Mooring a boat or vessel isn’t the same as parking a car; unlike a street or parking area, the sea doesn’t stay flat or still. Boats moored on marinas and docks bob up, down, and sideways even on calm waters. Movement is inevitable, let alone collisions with nearby vessels, unless a soft, blunt object is placed between the boats or next to the jetty.
That’s where marine fenders come in. Typically, made of rubber or polyvinyl chloride (PVC), these objects prevent boat hulls from grinding against each other or the rough sides of a concrete or wooden jetty. They spare boat owners from the headache of repairing hull damage and, to an extent, dock managers from dealing with irate boat owners.
Do old tyres work?
Some docks and harbours use old tyres as makeshift, low-cost marine fenders. However, the money saved from doing so may not be worth the safety risks. The tyres were retired for a reason, and it’s only one of the significant risks this common practice entails.
Truck tyres are usually good between three and six years, while aircraft tyres are switched out every 120 to 400 landings. Their rubber has suffered extensive wear and tear throughout their lifetime, even if they appear intact.
The least they might do is leave black residues on moored boats and vessels. However, the shape of the tyres is also a risk; being a hollow cylinder of worn-and-torn rubber, they can be flattened with enough external force, which also puts the boats at risk of collision.
At best, makeshift fenders should be a stopgap until the dock or harbour management can acquire dedicated boat fenders for sale. These fenders are designed for such a purpose from the ground up and made with materials fresh out of the factory. Depending on their quality and the environment in which they’re used, the fenders can remain solid for 20 years.

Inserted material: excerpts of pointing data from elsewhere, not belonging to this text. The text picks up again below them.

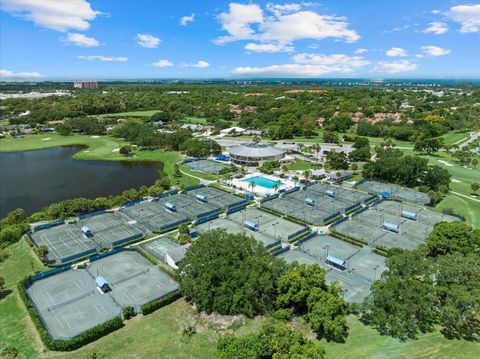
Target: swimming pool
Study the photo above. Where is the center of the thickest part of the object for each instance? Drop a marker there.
(263, 182)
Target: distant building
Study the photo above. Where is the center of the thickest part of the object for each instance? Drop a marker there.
(85, 84)
(255, 154)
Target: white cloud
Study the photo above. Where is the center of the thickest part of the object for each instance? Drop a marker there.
(199, 64)
(184, 21)
(103, 58)
(435, 51)
(467, 15)
(148, 41)
(279, 10)
(396, 52)
(395, 66)
(280, 47)
(21, 75)
(341, 62)
(81, 40)
(162, 63)
(436, 28)
(287, 25)
(361, 51)
(307, 65)
(59, 15)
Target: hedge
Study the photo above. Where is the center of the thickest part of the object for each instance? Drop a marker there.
(84, 338)
(153, 306)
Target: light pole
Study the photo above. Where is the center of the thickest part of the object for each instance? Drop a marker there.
(375, 274)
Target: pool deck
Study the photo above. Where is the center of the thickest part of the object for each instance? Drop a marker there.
(244, 184)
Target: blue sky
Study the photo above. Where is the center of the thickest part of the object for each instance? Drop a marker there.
(134, 39)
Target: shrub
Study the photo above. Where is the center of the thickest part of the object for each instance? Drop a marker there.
(128, 312)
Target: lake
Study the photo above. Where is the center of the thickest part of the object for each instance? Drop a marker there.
(33, 179)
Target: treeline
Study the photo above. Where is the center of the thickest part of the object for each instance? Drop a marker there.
(435, 285)
(145, 135)
(233, 274)
(392, 165)
(281, 112)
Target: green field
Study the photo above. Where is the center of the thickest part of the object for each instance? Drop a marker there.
(160, 334)
(103, 148)
(462, 179)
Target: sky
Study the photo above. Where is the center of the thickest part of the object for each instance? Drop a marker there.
(154, 39)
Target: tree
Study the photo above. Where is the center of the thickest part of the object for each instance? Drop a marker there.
(327, 314)
(42, 252)
(126, 150)
(403, 303)
(275, 340)
(475, 187)
(229, 274)
(428, 144)
(337, 160)
(449, 237)
(331, 137)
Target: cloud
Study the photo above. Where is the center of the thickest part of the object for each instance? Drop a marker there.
(436, 28)
(162, 63)
(341, 62)
(287, 25)
(184, 21)
(435, 51)
(361, 51)
(81, 40)
(103, 58)
(395, 66)
(199, 64)
(279, 10)
(467, 15)
(396, 52)
(307, 65)
(21, 75)
(280, 47)
(148, 41)
(57, 15)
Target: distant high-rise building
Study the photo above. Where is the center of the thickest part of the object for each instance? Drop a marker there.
(85, 84)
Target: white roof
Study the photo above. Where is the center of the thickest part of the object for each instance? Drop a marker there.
(231, 129)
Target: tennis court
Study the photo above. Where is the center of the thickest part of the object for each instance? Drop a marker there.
(159, 247)
(361, 266)
(188, 206)
(369, 225)
(395, 191)
(132, 278)
(215, 196)
(326, 201)
(153, 216)
(65, 243)
(271, 230)
(111, 229)
(69, 303)
(207, 166)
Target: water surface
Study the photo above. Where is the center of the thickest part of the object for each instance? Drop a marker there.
(34, 179)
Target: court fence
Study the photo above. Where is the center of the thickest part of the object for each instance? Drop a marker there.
(91, 214)
(282, 250)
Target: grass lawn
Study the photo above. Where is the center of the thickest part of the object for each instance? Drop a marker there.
(452, 137)
(160, 334)
(99, 148)
(14, 330)
(365, 342)
(462, 179)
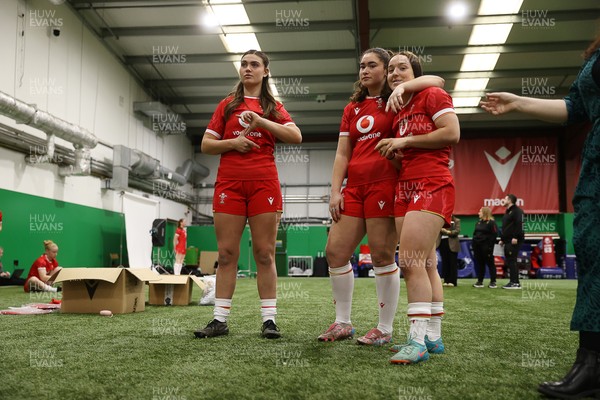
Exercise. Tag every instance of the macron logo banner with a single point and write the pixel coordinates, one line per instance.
(486, 170)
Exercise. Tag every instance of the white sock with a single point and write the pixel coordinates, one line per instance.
(342, 284)
(418, 315)
(387, 282)
(434, 328)
(222, 309)
(268, 309)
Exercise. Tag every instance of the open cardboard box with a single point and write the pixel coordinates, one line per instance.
(90, 290)
(173, 290)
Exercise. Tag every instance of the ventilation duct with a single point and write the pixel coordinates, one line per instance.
(81, 139)
(126, 161)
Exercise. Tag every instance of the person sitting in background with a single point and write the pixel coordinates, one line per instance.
(484, 239)
(449, 246)
(3, 274)
(43, 270)
(180, 246)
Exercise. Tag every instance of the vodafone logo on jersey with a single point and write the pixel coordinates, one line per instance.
(245, 125)
(242, 122)
(365, 123)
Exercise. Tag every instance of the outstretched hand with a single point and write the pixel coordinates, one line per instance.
(390, 148)
(499, 103)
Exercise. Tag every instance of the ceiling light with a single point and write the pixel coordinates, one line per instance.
(495, 7)
(240, 42)
(489, 34)
(457, 11)
(233, 14)
(479, 62)
(210, 20)
(470, 85)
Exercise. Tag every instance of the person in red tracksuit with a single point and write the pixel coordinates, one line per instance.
(180, 246)
(43, 270)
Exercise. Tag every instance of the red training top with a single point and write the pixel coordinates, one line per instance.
(257, 164)
(417, 117)
(181, 241)
(366, 123)
(41, 262)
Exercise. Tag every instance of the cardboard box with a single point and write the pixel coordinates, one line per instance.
(173, 290)
(207, 262)
(90, 290)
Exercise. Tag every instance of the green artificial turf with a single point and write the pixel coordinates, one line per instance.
(500, 345)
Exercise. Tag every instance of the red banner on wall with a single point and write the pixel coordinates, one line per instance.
(486, 170)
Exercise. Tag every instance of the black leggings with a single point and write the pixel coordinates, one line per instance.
(484, 255)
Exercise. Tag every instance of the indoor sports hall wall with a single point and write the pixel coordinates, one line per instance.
(85, 235)
(74, 77)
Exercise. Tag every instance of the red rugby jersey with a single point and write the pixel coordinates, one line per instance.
(257, 164)
(366, 123)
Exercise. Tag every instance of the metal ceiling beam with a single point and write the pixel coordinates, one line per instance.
(231, 57)
(340, 54)
(191, 100)
(337, 25)
(436, 22)
(108, 4)
(194, 30)
(307, 80)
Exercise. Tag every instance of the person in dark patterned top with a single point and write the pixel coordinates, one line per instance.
(580, 105)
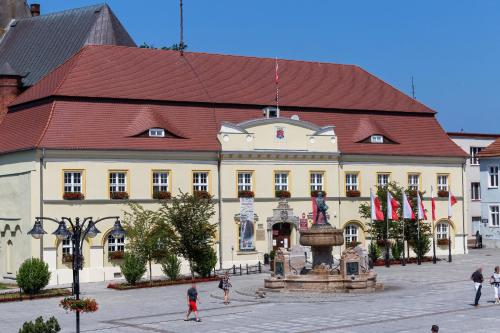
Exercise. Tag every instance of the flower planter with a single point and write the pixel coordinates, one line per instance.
(245, 194)
(73, 196)
(282, 194)
(162, 195)
(119, 195)
(353, 193)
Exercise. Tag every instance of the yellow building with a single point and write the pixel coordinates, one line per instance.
(116, 123)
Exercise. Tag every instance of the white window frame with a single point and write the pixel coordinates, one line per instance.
(351, 233)
(493, 176)
(316, 180)
(442, 230)
(475, 191)
(200, 181)
(281, 181)
(116, 244)
(160, 181)
(494, 215)
(245, 179)
(70, 183)
(351, 181)
(157, 132)
(442, 182)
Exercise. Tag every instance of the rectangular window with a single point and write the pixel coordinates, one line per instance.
(281, 181)
(473, 155)
(442, 182)
(117, 181)
(495, 215)
(160, 181)
(413, 181)
(245, 181)
(351, 181)
(382, 179)
(475, 191)
(200, 181)
(493, 176)
(72, 181)
(316, 179)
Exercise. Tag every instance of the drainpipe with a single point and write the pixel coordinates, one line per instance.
(42, 162)
(220, 207)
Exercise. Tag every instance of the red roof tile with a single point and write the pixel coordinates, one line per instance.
(134, 73)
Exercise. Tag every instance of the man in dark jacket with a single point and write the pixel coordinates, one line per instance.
(477, 278)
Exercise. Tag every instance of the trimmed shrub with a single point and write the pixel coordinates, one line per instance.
(41, 326)
(33, 276)
(171, 267)
(133, 268)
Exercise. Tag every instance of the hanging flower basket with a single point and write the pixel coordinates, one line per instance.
(73, 196)
(119, 195)
(80, 305)
(282, 194)
(246, 194)
(314, 194)
(353, 193)
(162, 195)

What are the fenders made of?
The ideal material for marine fenders should possess at least three characteristics. It must be:
Sturdy enough to cushion the boats while bobbing
Smooth enough to avoid damaging adjacent hulls
Light enough to float on the water while chained to the jetty
For our collection of marine fenders, two such materials fit the bill. First is ethylene propylene diene monomer (EPDM), a type of synthetic rubber which is a blend of three compounds. EPDM rubber is one of the most water-resistant types in the rubber family. Coupled with high resistance to the elements like UV radiation and weathering, it’s a popular choice for marine fenders.
The second is PVC, which you commonly see as external cladding for houses and pipes. In this case, however, the material undergoes additional treatment to be more suitable for marine use. For PVC marine fendering products, we have Gunwale trims for the edges of boats and pontoon fenders for installation on jetties and pontoons.
How to choose the right fender?
Marine fenders work best if the docks and the boat owners have them. Having fenders on both sides increases the gap between boats or the boat and the jetty, reducing the chance of collision. They’re also useful for ship-to-ship transfers wherein two vessels need to berth onto each other, mainly for resupplying or emergencies.
Choosing the best marine fender boils down to two factors: the size of the vessel and the local conditions when berthed at the docks. Here’s a closer look at each of them.
Naturally, the larger the boat, the more fenders it requires to ensure hull integrity. One rule of thumb dictates there should be a fender for every 10 feet of hull above the waterline. But the downside is a boat filled with rows of rubber or PVC fenders isn’t exactly a sight to behold for some (tugboats are fair game, as their job demands it).
Size is also proportional to the amount of force required to bring the vessel to a stop. When it docks on the jetty, it’s up to the right set of fenders to help it berth without incident. A fender with a large enough protrusion can be beneficial in this regard.
The docks are exposed to all sorts of weather, notably storms. Moored vessels will bob more erratically under the force of a passing typhoon, increasing the risk of damage. Though some forms of damage are unavoidable under such conditions, the right fenders in place can reduce the amount of damage boat owners have to deal with in the aftermath.
Without a doubt, marine fenders serve an invaluable purpose for dock managers and boat owners everywhere. Soft but sturdy, rubber or PVC, they spare people the trouble of dealing with vessel damage. Both parties should consider looking into getting a set for their benefit.